There is a Turkish proverb that says: "When the house is finished, death enters." It is for this reason that the sultans always have a palace in the course of construction that they are very careful not to complete. Life seems to want nothing to be complete – except misfortune. Nothing is as dreaded as a wish fulfilled.
The notorious debts were finally paid, the dream union completed, the nest made for happiness padded and covered with down; as if they had foreseen his approaching end, those who envied Balzac started to praise him: Les Parents Pauvres, Le Cousin Pons, where the genius of the author shines in all its radiance, united all opinions. It was too beautiful; nothing more remained for him but to die.
His illness made rapid progress, but nobody believed that there would be a fatal outcome, so much we all trusted in the athletic constitution of Balzac. I thought firmly that he would bury us all.
I was going to take a trip to Italy. And before leaving I wanted to say goodbye to my illustrious friend. He had left in a carriage to collect from customs some exotic curiosity. I drew away reassured, and at the moment that I returned to my carriage, I was given a note from Madame de Balzac, which explained to me obligingly and with polite regrets why I had not found her husband at home. At the bottom of the letter, Balzac had scrawled these words.
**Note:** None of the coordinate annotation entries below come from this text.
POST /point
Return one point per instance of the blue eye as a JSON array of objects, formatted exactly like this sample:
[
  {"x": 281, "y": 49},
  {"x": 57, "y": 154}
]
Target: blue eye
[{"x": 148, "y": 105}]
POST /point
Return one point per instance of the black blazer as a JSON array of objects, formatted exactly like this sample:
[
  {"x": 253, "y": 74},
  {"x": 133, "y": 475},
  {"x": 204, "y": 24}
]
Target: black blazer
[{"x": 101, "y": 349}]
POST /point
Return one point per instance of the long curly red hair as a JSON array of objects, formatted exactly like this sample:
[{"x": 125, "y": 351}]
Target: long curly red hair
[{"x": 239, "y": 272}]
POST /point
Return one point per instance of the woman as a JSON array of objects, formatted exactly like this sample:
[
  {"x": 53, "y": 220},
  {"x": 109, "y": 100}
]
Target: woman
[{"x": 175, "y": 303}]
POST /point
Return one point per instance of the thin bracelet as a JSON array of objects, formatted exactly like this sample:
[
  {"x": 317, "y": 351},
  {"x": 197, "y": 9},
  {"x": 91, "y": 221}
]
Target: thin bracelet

"I can neither read, nor write.
"De Balzac."
I have preserved like a relic that ominous line, probably the last that was written by the author of La Comédie Humaine; it was, and I did not understand it right away, the final cry, "My God, why have you forsaken me!" of the thinker and of the worker. The idea that Balzac could die did not even occur to me.
A few days after that, I was eating ice cream at the Café Florian, on the Piazza Saint Marco; in my hand I found the Journal des Débats, one of the few French papers that was available in Venice, and I saw in it the announcement of the death of Balzac. I almost fell from my chair onto the stones of the Piazza at this sudden news, and my pain was quickly mixed with an impulse of indignation and outrage that was not very Christian, because all souls have an equal value before God. I had just visited the insane asylum on the island of San‑Servolo, and I saw there decrepit idiots, doddering octogenarians, human worms who are not even guided by animal instinct, and I asked myself why this luminous brain was extinguished like a flame on which one blows, while tenacious life persisted in these murky heads that were dimly traversed by fickle rays.
Nine years have already passed since that fatal date. Posterity has commenced for Balzac; every day he seems greater. When he was in the company of his contemporaries, he was poorly appreciated, he was seen only in fragments under sometimes unfavorable circumstances: now the edifice that he built rises as one draws further away, like the cathedral of a city that conceals the neighboring houses, and which on the horizon appears immense above the flattened roofs. The monument is not completed, but, such as it is, it terrifies by its enormity, and surprised generations will ask themselves who is the giant who alone has raised these formidable blocks and built so high this Babel that made all of society sing.